Patrimoine autochtone et réconciliation avec les Autochtones

De nombreuses personnes ont reconnu l’importance d’aider les peuples autochtones à renouer avec leurs territoires traditionnels dans le parc. Les participants ont en commun le désir de se faire raconter des récits autochtones dans le parc. Certains estiment nécessaire d’intégrer le savoir autochtone dans la gestion du parc. 

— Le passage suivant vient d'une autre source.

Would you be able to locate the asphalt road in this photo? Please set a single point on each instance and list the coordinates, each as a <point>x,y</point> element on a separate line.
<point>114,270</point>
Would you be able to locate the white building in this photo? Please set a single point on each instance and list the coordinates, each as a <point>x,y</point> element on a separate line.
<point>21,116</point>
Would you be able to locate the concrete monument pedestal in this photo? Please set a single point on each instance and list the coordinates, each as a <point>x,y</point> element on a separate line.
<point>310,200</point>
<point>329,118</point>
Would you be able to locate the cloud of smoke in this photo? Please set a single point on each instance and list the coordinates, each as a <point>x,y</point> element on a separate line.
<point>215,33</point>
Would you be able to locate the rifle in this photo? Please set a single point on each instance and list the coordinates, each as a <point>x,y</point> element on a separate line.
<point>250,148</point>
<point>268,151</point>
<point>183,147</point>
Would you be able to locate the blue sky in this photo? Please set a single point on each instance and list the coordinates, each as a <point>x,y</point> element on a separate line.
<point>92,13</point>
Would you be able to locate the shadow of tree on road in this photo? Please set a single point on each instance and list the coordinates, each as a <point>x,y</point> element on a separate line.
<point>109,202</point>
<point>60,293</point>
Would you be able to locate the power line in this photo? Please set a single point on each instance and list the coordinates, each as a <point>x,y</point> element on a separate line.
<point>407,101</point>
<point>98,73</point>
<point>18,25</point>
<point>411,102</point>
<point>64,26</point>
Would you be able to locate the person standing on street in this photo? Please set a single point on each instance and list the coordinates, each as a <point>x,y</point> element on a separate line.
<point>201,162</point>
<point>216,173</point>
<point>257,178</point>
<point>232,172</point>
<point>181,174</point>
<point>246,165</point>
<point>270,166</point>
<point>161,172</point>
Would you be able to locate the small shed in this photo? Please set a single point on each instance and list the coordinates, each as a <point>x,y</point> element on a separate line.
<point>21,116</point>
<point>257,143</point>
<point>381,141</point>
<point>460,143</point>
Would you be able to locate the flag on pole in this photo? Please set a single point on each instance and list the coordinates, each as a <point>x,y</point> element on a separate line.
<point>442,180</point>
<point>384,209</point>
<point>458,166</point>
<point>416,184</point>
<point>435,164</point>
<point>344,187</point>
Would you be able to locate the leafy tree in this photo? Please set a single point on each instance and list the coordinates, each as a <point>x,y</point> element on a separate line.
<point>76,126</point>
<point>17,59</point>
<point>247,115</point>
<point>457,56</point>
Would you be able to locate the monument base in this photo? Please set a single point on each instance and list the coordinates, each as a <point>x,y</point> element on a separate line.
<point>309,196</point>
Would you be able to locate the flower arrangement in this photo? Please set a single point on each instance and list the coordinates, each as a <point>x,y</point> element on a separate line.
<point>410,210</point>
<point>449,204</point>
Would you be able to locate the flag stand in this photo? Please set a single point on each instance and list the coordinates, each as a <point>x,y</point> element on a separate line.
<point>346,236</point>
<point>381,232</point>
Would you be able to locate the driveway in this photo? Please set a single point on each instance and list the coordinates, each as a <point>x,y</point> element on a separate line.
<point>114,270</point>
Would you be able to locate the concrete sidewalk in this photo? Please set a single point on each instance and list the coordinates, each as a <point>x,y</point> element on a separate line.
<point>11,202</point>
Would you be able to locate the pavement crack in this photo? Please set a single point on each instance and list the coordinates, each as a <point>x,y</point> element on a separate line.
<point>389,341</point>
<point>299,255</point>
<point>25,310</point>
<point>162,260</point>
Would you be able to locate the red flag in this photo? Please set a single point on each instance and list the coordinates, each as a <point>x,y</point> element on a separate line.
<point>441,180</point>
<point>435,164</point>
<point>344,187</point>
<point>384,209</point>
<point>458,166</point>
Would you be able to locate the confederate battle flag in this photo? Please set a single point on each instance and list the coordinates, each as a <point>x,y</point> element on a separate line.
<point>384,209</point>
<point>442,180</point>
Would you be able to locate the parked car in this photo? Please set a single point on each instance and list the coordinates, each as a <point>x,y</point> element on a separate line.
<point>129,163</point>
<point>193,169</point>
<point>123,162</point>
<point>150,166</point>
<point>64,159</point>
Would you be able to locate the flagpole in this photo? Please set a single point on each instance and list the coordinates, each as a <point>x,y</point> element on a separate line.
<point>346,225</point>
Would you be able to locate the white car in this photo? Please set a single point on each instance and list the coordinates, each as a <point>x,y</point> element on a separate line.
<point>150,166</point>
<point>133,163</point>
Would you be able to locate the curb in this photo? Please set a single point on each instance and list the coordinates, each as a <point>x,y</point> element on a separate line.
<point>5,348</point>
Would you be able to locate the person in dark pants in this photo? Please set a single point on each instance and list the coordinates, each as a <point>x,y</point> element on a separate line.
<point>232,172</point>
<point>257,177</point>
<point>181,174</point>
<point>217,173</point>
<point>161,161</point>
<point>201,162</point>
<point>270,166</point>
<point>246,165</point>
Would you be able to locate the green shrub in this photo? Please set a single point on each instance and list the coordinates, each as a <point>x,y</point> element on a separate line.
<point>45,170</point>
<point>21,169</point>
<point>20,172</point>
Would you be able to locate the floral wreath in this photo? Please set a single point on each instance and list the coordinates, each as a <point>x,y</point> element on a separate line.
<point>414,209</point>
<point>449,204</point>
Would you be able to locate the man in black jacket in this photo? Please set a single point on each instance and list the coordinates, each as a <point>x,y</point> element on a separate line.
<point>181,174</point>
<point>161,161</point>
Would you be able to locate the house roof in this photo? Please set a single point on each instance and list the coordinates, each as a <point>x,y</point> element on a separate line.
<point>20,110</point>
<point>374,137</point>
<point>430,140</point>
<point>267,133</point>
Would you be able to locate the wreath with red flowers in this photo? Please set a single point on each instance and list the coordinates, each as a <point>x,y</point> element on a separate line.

Changements technologiques et impacts

Les changements technologiques ont été soulignés comme un enjeu qui peut offrir des possibilités et présenter des défis pour Parcs Canada. Les types de changements technologiques relevés incluent les voitures électriques et autonomes, les vélos électriques, les véhicules aériens sans pilote (drones), l’intelligence artificielle, la réalité virtuelle et les différents types de communications et de technologies électroniques. Les médias sociaux ont été désignés comme étant à la fois une influence importante sur les habitudes d’utilisation des visiteurs (« culture de l’égoportrait ») et un outil utile pour communiquer avec les visiteurs qui traversent le parc en empruntant la route 93 Sud. L’absence de couverture cellulaire sur cette route est considérée comme un obstacle. On a invité Parcs Canada à tenir compte des nouvelles technologies lors de l’élaboration des activités et des programmes éducatifs offerts aux visiteurs afin de favoriser les comportements appropriés dans le parc.

Changements climatiques

Il est très important de comprendre les effets des changements climatiques et de s’y adapter. Parmi les préoccupations particulières soulevées, mentionnons le risque accru de feux et la fumée connexe, qui pourraient nuire à la fréquentation, les impacts sur la faune et les écosystèmes du parc, les impacts sur les biens du parc, la baisse du manteau neigeux hivernal et la sécheresse. Étudier les changements climatiques dans le parc permettrait, selon les participants, d’élaborer des stratégies d’adaptation et de favoriser la sensibilisation des visiteurs du parc aux changements climatiques. 

Principes de planification

L’étape de l’établissement de la portée de la mobilisation a donné lieu à des discussions au sujet des principes clés qui devraient orienter l’élaboration du plan directeur du parc national et aider à éclairer la prise de décisions futures. Les thèmes clés qui sont ressortis de ces discussions sont présentés ci-après.

Transparence

Parcs Canada devrait s’assurer que les décisions de gestion sont prises de façon transparente et donnent lieu à une reddition de comptes. Les décisions devraient être fondées sur une communication ouverte et bilatérale avec les collectivités autochtones, les résidents locaux, les intervenants et d’autres Canadiens. Les renseignements pertinents devraient être diffusés avant que toute décision soit prise.

Décisions fondées sur des données probantes 

Les futures décisions de gestion doivent être fondées sur la compréhension et les données scientifiques. La validité de toutes les sources de renseignements doit être prise en considération. L’application continue de ce principe au fil du temps favorisera une gestion adaptative.

Intégrité et leadership 

Parcs Canada devrait faire preuve en tout temps d’intégrité et de leadership en matière de conservation dans l’exécution de son mandat, et devrait continuer de mettre l’accent sur son mandat officiel pour préserver ou rétablir l’intégrité écologique. Le document Principes directeurs et politiques de gestion de Parcs Canada (1994) continue de donner de bonnes orientations, et il faudrait faire confiance aux conseils des membres du personnel professionnel de Parcs Canada. Il faudrait aussi reconnaître que le parc ne peut pas satisfaire à toutes les attentes et continuer de se conformer à son mandat. 

Viabilité

La prise de décisions futures devrait soutenir la viabilité du parc national Kootenay, tant sur le plan écologique que financier (entretien des biens du parc). L’augmentation du nombre des infrastructures du parc pourrait ne pas être viable à long terme.